Barthes has less of the system-building ambition of Hayden White; in the end, however, he is the more radical anti-realist. He wants to resist the impression that 'history writes itself' (that 'the facts speak for themselves'), partly by showing the presence of the author and of authorial labour in the text, and partly by unmasking the apparent objectivity of the text as just one more feature of its rhetoric.
His method is essentially to scan the historical text for traces of the writing subject.
These he finds firstly in what he calls 'shifters' (borrowing the term from the linguistician Roman Jakobson): 'testimonial shifters' which mark the presence of the historian as someone who gathers and weighs up evidence from other sources; 'organizing shifters', where the narration diverges from the chronological sequence and reorganizes it according to the needs of the discourse (which thereby tends to establish its own complex temporal structure); 'shifters' marking interventions of the writer or appeals to the listener, or (more commonly) the significant absence of such elements (the avoidance of first-person pronouns, for instance, in order to give an impression of objectivity).
Secondly, looking at the things referred to in the text (persons, events, etc.), Barthes looks for signs of their use by the historians to make meaningful patterns. These can be summarizing labels which give a thematic unity to a complex reality; details which build up certain positive or negative associations around events and figures ('indices'); passages of reasoning ('enthymemes'); or nodal points ('functions') of narrative (such and such an event points forward to the need for one or other resolution). (Note: You will understand this section better if you also read: Barthes, Introduction à l'analyse structurale du récit (1966), Collection Points, 129 (Paris, 1981); English translation in Barthes, Image-Music-Text, tr. Stephen Heath (London, 1977; repr. 1993) and in Barthes, Selected Writings, ed. Susan Sontag (London, 1982), pp. 251-295 (also publ. as A Barthes Reader).)
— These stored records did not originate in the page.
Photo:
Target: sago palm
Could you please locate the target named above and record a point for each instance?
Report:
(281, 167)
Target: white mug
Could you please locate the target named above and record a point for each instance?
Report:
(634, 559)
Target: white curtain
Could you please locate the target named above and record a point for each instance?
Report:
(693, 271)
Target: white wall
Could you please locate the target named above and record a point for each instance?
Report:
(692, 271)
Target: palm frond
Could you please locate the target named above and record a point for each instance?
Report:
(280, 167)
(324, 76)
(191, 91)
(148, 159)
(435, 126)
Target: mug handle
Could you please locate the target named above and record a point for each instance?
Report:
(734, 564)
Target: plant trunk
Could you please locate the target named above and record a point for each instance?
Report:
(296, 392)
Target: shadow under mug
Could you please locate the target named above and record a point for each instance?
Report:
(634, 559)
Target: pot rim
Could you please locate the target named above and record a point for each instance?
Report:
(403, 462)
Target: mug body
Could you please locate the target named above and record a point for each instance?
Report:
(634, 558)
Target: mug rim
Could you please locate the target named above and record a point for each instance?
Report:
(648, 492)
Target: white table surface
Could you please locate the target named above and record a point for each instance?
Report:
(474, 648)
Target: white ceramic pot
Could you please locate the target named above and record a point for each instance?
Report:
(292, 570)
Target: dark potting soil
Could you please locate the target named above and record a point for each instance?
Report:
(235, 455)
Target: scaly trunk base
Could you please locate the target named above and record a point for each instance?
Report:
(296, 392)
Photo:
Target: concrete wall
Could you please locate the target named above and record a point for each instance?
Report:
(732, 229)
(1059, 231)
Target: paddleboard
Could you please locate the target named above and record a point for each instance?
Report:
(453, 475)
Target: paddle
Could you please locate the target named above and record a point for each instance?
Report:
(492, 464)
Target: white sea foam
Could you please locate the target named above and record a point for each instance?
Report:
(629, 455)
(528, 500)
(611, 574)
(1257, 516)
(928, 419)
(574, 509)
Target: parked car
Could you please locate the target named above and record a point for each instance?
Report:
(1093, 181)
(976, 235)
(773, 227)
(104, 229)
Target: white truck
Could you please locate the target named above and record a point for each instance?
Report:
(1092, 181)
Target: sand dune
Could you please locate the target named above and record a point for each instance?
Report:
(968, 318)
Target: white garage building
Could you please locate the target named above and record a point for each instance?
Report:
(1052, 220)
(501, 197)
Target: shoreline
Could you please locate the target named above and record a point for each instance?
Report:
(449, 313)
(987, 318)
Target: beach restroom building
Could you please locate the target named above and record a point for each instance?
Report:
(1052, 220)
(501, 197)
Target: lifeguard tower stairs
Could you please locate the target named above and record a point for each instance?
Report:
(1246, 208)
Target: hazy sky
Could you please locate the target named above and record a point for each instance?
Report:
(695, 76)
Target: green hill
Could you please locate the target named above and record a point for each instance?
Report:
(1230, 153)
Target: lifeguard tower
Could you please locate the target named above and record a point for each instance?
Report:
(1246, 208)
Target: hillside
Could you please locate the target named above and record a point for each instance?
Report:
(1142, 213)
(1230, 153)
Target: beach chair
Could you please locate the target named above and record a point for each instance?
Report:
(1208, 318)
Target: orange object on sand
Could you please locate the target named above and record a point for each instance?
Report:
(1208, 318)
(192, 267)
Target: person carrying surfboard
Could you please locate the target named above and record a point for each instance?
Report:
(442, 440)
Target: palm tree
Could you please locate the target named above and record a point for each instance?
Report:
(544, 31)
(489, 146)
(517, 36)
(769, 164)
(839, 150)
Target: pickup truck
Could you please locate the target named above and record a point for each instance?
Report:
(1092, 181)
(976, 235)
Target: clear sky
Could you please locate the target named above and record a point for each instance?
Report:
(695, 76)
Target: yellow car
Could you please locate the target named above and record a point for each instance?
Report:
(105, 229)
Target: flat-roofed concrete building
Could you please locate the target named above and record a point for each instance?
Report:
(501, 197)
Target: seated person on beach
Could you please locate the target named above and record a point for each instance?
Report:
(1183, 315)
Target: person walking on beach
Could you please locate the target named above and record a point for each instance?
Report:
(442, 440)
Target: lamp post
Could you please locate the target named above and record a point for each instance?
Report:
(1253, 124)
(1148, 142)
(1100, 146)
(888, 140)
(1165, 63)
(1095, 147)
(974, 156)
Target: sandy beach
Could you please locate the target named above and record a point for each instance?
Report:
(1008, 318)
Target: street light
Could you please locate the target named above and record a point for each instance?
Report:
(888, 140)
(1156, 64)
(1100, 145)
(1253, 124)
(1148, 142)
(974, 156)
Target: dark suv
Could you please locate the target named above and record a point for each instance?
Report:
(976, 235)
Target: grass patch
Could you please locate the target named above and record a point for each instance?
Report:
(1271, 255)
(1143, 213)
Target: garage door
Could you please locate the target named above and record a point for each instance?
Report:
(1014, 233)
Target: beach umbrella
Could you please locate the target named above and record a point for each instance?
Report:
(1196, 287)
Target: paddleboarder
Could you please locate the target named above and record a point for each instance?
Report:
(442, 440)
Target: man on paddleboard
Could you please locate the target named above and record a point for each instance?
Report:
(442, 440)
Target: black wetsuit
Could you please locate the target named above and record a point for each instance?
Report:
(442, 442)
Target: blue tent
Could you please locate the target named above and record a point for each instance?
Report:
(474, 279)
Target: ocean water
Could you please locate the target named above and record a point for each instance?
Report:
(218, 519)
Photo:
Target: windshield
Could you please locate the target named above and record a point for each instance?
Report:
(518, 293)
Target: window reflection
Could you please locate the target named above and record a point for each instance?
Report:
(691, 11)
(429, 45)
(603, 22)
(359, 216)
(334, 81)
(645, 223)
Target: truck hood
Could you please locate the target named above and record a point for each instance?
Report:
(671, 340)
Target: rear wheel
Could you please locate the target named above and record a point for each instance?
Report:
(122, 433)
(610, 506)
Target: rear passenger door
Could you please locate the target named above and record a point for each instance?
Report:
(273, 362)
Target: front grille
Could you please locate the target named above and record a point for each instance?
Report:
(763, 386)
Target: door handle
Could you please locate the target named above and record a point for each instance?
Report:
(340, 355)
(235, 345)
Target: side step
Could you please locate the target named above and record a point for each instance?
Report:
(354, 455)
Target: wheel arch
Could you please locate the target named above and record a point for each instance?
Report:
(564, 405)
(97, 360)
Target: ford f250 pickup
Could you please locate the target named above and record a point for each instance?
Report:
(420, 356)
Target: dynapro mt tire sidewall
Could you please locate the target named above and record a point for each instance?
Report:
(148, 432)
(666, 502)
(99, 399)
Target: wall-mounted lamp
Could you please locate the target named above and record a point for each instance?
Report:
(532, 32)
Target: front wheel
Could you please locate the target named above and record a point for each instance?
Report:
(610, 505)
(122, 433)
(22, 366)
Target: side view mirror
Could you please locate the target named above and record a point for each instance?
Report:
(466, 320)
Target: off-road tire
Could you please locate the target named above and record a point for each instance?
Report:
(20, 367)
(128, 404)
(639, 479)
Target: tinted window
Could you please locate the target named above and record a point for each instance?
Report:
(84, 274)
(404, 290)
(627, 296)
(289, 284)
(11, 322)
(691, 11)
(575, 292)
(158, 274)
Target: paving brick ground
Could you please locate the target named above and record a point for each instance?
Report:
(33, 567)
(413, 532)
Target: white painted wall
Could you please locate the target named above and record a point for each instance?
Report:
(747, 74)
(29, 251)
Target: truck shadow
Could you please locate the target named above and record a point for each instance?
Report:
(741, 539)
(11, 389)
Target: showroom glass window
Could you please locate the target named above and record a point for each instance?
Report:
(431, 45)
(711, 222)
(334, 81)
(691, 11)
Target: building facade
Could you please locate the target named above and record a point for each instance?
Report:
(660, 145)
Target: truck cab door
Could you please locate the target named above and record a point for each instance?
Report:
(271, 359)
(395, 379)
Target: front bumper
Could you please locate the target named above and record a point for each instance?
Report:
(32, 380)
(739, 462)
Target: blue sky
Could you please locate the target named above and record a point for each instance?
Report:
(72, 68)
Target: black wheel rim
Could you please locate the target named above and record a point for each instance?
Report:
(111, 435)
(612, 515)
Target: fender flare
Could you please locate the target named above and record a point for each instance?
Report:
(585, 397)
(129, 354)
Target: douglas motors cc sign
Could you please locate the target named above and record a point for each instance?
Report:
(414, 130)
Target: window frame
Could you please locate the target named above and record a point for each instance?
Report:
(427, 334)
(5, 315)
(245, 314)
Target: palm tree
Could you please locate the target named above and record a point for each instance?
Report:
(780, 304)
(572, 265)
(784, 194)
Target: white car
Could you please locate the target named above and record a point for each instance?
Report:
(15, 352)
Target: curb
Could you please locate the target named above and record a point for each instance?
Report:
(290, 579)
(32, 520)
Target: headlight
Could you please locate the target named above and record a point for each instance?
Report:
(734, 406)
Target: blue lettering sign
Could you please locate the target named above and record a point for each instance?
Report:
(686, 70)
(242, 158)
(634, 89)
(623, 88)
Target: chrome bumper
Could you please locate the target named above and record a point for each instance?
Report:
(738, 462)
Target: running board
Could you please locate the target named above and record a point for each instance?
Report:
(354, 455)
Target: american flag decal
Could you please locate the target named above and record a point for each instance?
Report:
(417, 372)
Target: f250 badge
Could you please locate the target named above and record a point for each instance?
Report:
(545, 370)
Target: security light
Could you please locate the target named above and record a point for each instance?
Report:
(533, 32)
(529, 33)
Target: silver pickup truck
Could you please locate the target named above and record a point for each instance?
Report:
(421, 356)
A final section of his essay discusses ideology in the historical text, which Barthes finds less in the explicit value-judgements by which the text is punctuated and structured than in the more insidious 'effect of the real', which according to him results from a kind of bad faith unique to historical writing: its claim that the objects it describes are simply 'out there' and that it is merely reflecting them, whereas in fact the impression of solid truth history gives is a product of its own rhetorical energy.